I wouldn't say he was ready for the Perrier, though, despite his being tipped for it months ago. The material is still coming together, but he is a natural comedian, and with enough experience, he could be the next Billy Connolly.

Last year's Perrier Best Newcomer award winners, Noble and Silver are as different from Kitson as possible. Their performance is meticulously planned, reliant on technology, seriously cerebral and so impersonal that Kim Noble and Stuart Silver, two young men with ginger sideburns, barely need to be there.

It's a Fringe show deconstructed. Somewhere between Tom Stoppard and the League against Tedium, Noble and Silver must have used a flow chart instead of a script. An apparently spontaneous, hesitant conversation will suddenly flash up in script form on a video screen; phonecalls taped weeks beforehand will comment on the action on stage. It's as much a live art installation as a comedy show – which is one way of saying that there could be more laughs. When the duo find the balance between gags and ideas, they'll hit their peak. For now, they're still one of the acts that make the Fringe worthwhile.

Several other comics have gone in for experimental deconstruction, and the best of the rest is Dan Antopolski. His specialism is to throw out a surreal image and then to take it literally, so that a joke about peanut-cloning or socialising with the Wombles will be followed by a lengthy examination of its inherent logical problems. Antopolski does this with casual assurance, even if he steps back and forth over the thin line between jokes that are so unfunny that they become funny – and jokes that are just unfunny.

At last year's Fringe, Antopolski appeared in Lee Mack's Perrier-nominated revue alongside Catherine Tate. She too has her own show this year, in which she and a sidekick perform a series of playlets. They reveal Tate to be a wicked observational humorist as well as one of the country's most subtle actresses – Victoria Wood and Julie Walters in one body.

Garth Marenghi is a Steve Coogan-worthy parody of a James Herbert-type author.
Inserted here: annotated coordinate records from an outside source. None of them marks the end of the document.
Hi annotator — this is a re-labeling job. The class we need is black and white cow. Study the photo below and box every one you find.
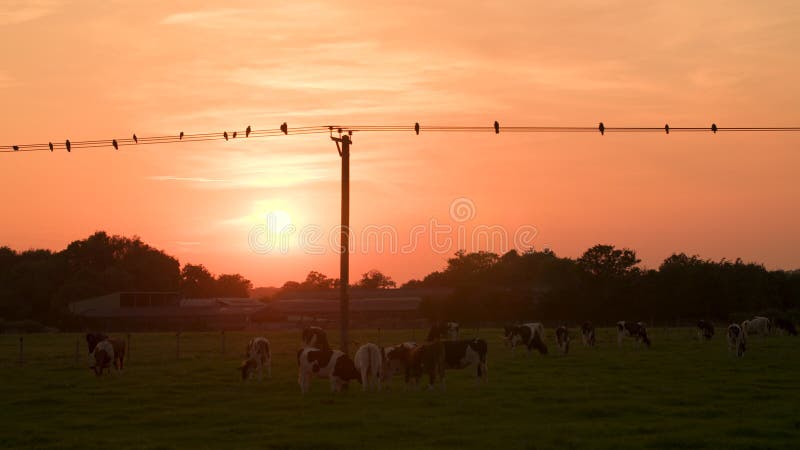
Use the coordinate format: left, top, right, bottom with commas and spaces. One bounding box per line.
728, 323, 747, 358
697, 320, 714, 341
86, 333, 127, 372
353, 343, 385, 391
443, 339, 489, 382
581, 322, 597, 347
427, 322, 460, 342
303, 326, 331, 350
240, 336, 272, 381
772, 317, 797, 336
297, 347, 361, 394
617, 320, 650, 348
505, 322, 547, 355
89, 339, 114, 377
556, 325, 569, 355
Assured of his own literary brilliance – not least because each of his novels has a hard-hitting message, such as "Don't genetically engineer crabs to human size" – Marenghi presents a play with the help of two actors who are almost as inadequate as he is.

It's a spot-on spoof. Whether or not you've ever read a horror novel, it's delightful to witness the portentous conviction with which the cast delivers such lines as, "He toiled for what seemed like forever but actually wasn't." The trio hasn't moved on from last year'sFright Knight, but if you want to see a pompous author making an execrable job of reciting an execrable script, you won't find anything funnier until Jeffrey Archer revives The Accused.